Dipartimento Neurofarba, Sezione di Scienze Farmaceutiche e Nutraceutiche, Università degli Studi di Firenze, Sesto Fiorentino, Florence, Italy.
Arch Pharm (Weinheim). 2025 Aug;358(8):e70073. doi: 10.1002/ardp.70073.
A series of taurinamide-based amides 1-19 were investigated for their effects on human (h) carbonic anhydrase (CA; EC 4.2.1.1) isoforms I, II, VA, VII, IX, and XII, which are all relevant for biomedical applications. According to inhibition data, most of the derivatives displayed affinity and selectivity for the hCA I isoform over the other isoforms tested, and compounds 1, 2, 4, 8, and 9 emerged as potent nanomolar inhibitors of hCA I and hCA IX, exhibiting K values in the range of 0.65-0.83 and 0.59-0.96 µM, respectively (asetazolamide K = 0.25 for CA I and K = 0.03 M for hCA IX). The X-ray structures of 15 and 18 in complex with hCA II provided detailed insights into the binding mode and molecular determinants. Substitution patterns were found to have a tuning effect on both affinity and selectivity toward specific isoforms, thus providing valuable insights for the design of new CA inhibitors.

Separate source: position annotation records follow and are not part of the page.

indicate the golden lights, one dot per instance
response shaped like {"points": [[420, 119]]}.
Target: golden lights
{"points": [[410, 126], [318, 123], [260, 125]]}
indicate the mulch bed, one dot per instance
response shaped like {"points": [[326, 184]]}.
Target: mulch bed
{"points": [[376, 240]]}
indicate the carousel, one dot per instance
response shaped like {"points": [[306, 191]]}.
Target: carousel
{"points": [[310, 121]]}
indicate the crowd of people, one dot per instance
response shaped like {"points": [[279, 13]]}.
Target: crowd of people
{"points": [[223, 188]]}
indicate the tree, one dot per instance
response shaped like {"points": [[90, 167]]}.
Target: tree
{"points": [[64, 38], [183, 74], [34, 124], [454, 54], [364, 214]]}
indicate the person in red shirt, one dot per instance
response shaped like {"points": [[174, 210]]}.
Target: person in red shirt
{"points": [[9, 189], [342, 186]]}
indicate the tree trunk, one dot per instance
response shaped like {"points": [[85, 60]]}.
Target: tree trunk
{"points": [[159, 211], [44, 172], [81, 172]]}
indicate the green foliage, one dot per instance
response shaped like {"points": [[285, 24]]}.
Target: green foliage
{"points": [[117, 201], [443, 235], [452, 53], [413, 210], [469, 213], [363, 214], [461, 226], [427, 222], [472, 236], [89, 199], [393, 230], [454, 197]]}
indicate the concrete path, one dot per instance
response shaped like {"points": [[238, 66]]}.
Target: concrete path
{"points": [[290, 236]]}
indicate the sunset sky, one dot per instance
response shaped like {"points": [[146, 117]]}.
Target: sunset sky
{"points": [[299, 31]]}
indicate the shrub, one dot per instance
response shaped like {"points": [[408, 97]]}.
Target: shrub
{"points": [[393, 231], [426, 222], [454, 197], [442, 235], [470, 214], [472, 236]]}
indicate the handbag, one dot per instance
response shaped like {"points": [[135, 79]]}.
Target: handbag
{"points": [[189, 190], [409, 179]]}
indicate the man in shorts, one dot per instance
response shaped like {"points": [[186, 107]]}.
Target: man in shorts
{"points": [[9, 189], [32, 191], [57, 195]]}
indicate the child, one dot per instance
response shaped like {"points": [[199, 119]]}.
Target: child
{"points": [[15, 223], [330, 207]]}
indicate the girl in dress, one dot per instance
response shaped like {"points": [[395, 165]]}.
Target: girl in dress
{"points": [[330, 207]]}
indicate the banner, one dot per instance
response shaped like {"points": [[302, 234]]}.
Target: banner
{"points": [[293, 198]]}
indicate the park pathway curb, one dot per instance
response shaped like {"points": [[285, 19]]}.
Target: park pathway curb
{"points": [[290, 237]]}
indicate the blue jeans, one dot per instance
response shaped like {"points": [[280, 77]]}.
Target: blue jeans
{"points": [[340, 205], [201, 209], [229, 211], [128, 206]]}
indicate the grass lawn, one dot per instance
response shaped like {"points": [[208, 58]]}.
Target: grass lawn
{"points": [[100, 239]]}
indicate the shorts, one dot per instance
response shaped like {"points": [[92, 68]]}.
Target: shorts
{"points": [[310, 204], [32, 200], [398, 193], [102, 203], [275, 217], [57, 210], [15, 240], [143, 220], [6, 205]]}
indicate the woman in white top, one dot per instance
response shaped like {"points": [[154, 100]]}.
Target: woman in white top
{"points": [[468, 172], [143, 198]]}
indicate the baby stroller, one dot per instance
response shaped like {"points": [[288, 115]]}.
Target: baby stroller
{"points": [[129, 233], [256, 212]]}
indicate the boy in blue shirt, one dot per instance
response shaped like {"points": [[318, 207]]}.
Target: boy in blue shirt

研究了一系列基于牛磺酰胺的酰胺1-19对人(h)碳酸酐酶(CA;EC 4.2.1.1)同工型I、II、VA、VII、IX和XII的影响,这些同工型均与生物医学应用相关。根据抑制数据,大多数衍生物对hCA I同工型显示出比对其他测试同工型更高的亲和力和选择性,化合物1、2、4、8和9是hCA I和hCA IX的有效纳摩尔抑制剂,其K值分别在0.65-0.83和0.59-0.96 μM范围内(醋甲唑胺对CA I的K = 0.25,对hCA IX的K = 0.03 M)。与hCA II复合的15和18的X射线结构提供了关于结合模式和分子决定因素的详细见解。发现取代模式对特定同工型的亲和力和选择性都有调节作用,从而为新型CA抑制剂的设计提供了有价值的见解。